Gonçalo Martins de Matos

sábado, 3 de junho de 2017

"A Volta ao Mundo em Oitenta Dias", de Jules Verne

   A história de A Volta ao Mundo em Oitenta Dias é uma das histórias mais acarinhadas do pai da ficção científica, Jules Verne. As histórias de Jules Verne estão repletas de relatos tão fantásticos como criativos, sendo o autor considerado como um dos mais imaginativos autores do final do século XIX e do início do século XX. E é notável a imaginação impressa nas páginas de Jules Verne.
   Dito isto, passemos à história. Phileas Fogg é um típico gentleman inglês, regrado, fleumático e rigoroso. A sua vida segue uma rotina rigorosa, sempre igual e metódica, calculada ao segundo. Este conhece Jean Passepartout, que apresenta os seus serviços de criado a Phileas Fogg, julgando encontrar no rigoroso patrão a estabilidade que sempre desejou para a sua vida. No entanto, Phileas Fogg faz uma aposta com os seus colegas do Reform Club em como é possível fazer uma viagem à volta do Mundo em oitenta dias. Assim fica apostado e sem perder mais tempo, Fogg e Passepartout partem em viagem nesse mesmo dia. No entanto, uma suposição errada leva no seu encalço o agente Fix, inspetor da polícia extremamente confiante das suas capacidades. Após alguns eventos pontuais, Phileas Fogg decide, na Índia, resgatar uma mulher que serviria como sacrifício num ritual parse, chamada Mrs. Aouda. Estão assim os personagens principais desta história introduzidos. O resto da narrativa trata de todas as aventuras e eventuais desventuras que estes personagens viveram na sua viagem, culminando tudo num final feliz e didático.
   Não tenho muito a dizer deste livro de Jules Verne. É uma leitura leve e direta, não perdendo tempo com pormenores desnecessários mas presenteando os leitores com descrições mais pormenorizadas de vez em quando. A personagem mais fascinante desta obra é Phileas Fogg, o indecifrável inglês. É o único personagem em quem se nota alguma evolução, começando o livro metódico, frio e calculista e terminando da mesma maneira, mas feliz e aberto a novos sentimentos. Eu diria que esta é uma das maiores falhas do livro, os personagens são os mesmos do início ao fim, não evoluem com as situações que defrontam. No entanto, neste caso, este aspeto não contribui muito negativamente para o livro, uma vez que este foi escrito com o propósito de entreter apenas. E nesse aspeto é impecável, é de fácil e contagiante leitura. 
   Trata-se de uma obra marcante de um autor marcante no campo do uso da imaginação na construção da narrativa, sendo, no entanto, uma história simples e que serve como entretenimento.

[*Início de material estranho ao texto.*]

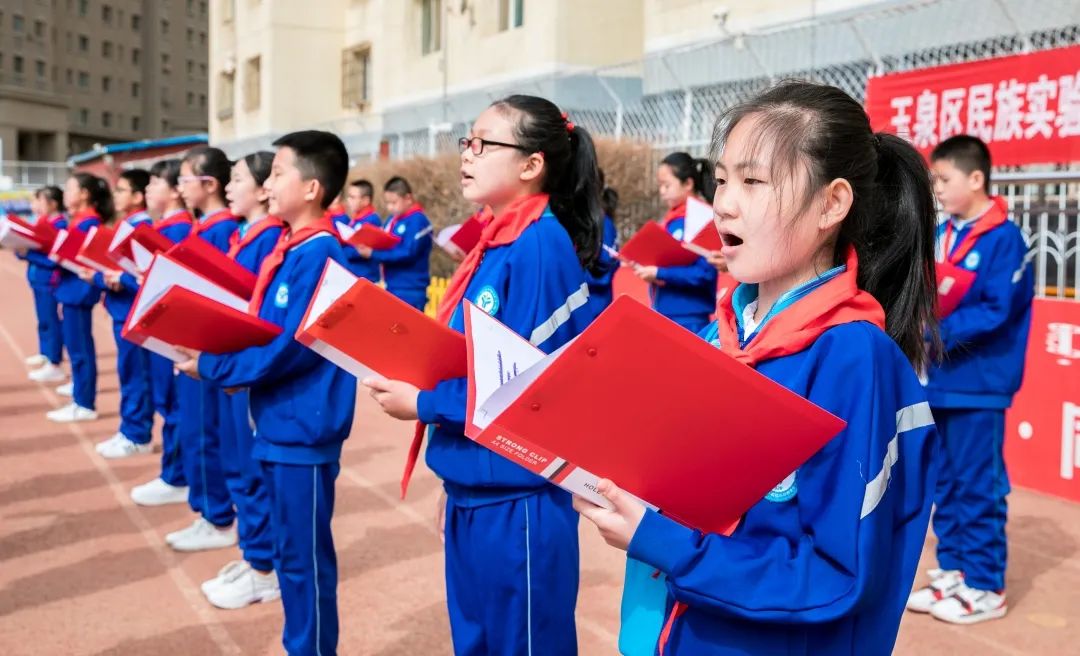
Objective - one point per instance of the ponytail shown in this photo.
(100, 197)
(206, 160)
(698, 171)
(571, 174)
(892, 221)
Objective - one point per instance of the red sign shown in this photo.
(1042, 428)
(1025, 107)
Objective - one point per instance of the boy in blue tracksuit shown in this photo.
(687, 294)
(984, 339)
(133, 362)
(251, 579)
(301, 404)
(42, 275)
(89, 201)
(823, 563)
(204, 173)
(360, 211)
(175, 223)
(511, 539)
(405, 267)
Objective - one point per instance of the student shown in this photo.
(204, 172)
(172, 221)
(824, 562)
(985, 339)
(601, 276)
(133, 362)
(405, 267)
(301, 404)
(43, 275)
(686, 295)
(89, 202)
(511, 539)
(250, 579)
(359, 197)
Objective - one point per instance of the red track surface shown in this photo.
(83, 571)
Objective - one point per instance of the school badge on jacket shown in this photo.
(785, 491)
(281, 297)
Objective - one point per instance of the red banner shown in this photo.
(1025, 107)
(1042, 428)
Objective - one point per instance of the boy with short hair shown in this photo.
(985, 338)
(301, 404)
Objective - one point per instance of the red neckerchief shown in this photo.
(498, 231)
(673, 214)
(274, 259)
(997, 214)
(837, 302)
(415, 209)
(175, 218)
(237, 243)
(368, 211)
(211, 221)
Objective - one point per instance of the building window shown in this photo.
(253, 82)
(511, 14)
(355, 77)
(431, 26)
(226, 91)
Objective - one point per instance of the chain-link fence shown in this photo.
(672, 98)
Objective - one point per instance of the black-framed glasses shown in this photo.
(476, 145)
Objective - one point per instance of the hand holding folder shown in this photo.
(953, 284)
(703, 447)
(366, 331)
(366, 235)
(177, 307)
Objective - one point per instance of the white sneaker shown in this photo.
(202, 536)
(969, 605)
(108, 443)
(242, 587)
(70, 413)
(159, 493)
(122, 447)
(46, 373)
(943, 584)
(230, 571)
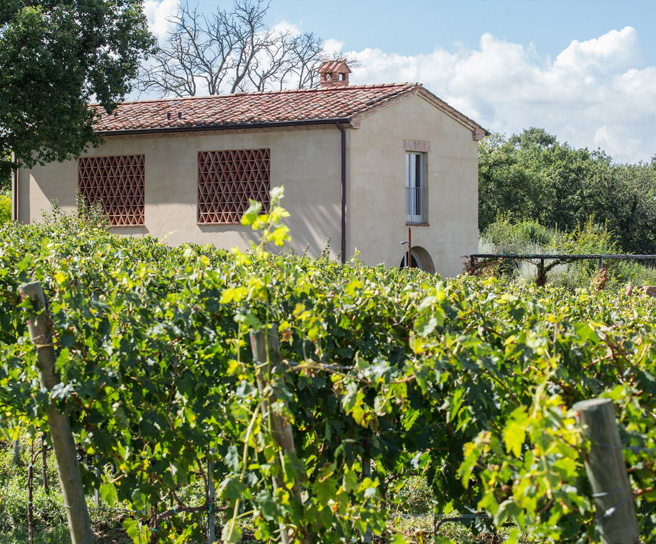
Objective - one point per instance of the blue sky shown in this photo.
(419, 26)
(584, 70)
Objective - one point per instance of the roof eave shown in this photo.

Quem se diverte e entretém com a leitura deve ler este livro, pois foi um dos maiores contributos para os livros de ação e ficção científica que se seguiram nos séculos seguintes.

Citações:
"Phileas Fogg saíra da casa de Saville Row às onze e meia e, depois de ter posto quinhentas e setenta e cinco vezes o pé direito diante do pé esquerdo e de ter colocado quinhentas e setenta e seis vezes o pé esquerdo diante do pé direito, chegou ao Reform Club, vasto edifício, construído em Pall-Mall, que não custou menos de três milhões."
"Phileas Fogg, com o corpo direito, as pernas abertas, firme como um marinheiro, contemplava, sem cambalear, o mar agitado. A jovem, sentada à popa, sentia-se comovida ao contemplar o oceano, já invadido pelas sombras do crepúsculo, e cuja fúria ela arrostava numa frágil embarcação."
"Estes fios de metal, semelhantes às cordas de um instrumento, soavam como se algum arco os fizesse vibrar. O trenó voava no meio de uma harmonia plangente, de sonoridade muito particular."